John Brooke (died 1582), was an English translator of religious works. He was the son of John Brooke, a native of Ashnext-Sandwich and owner of Brooke House in that village. Although appointed a scholar at Trinity College, Cambridge by the foundation charter of 1546, he did not become a B.A. until 1553–1554. Brooke married Magdalen Stoddard of Mottingham. He died in 1582, leaving no children, and was buried in the Ash church.

==Works==
- The Staffe of Christian Faith, Translated out of French into English by John Brooke, of Ashe-next-Sandwiche, 1577.
- John Gardener, his confession of the Christian Faith. Translated out of French by John Brooke, 1578, 1583.

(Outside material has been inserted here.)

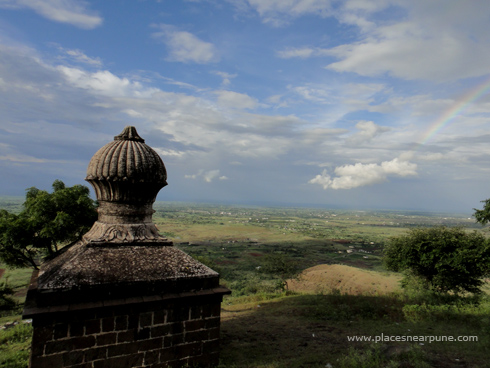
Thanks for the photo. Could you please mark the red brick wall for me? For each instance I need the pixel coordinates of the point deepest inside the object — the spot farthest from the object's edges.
(149, 335)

- A Christian Discourse … presented to the Prince of Conde. Translated by J. B., 1578.
- The Christian Disputations by Master Peter Viret, dedicated to Edmund, Abp. of Canterbury. Translated out of French … by J. B. of Ashe, 1579.
- Of Two Wonderful Popish Monsters, to wyt, Of a Popish Asse which was found in Rome in the river Tyber (1496), and of a Moonkish Calfe, calued [sic] at Friberge in Misne (1528). … Witnessed and declared, the one by P. Melancthon, the other by M. Luther. Translated out of French … by John Brooke of Assh. … With two cuts of the Monsters, 1579.
- A Faithful and Familiar Exposition upon the Prayer of our Lorde. … Written in French dialogue wise, by Peter Viret, and translated into English by John Brooke. Dedicated to Syr Roger Manwood, knight, and Lorde Chiefe Baron of the Queene's Maiesties Excheker, 1582.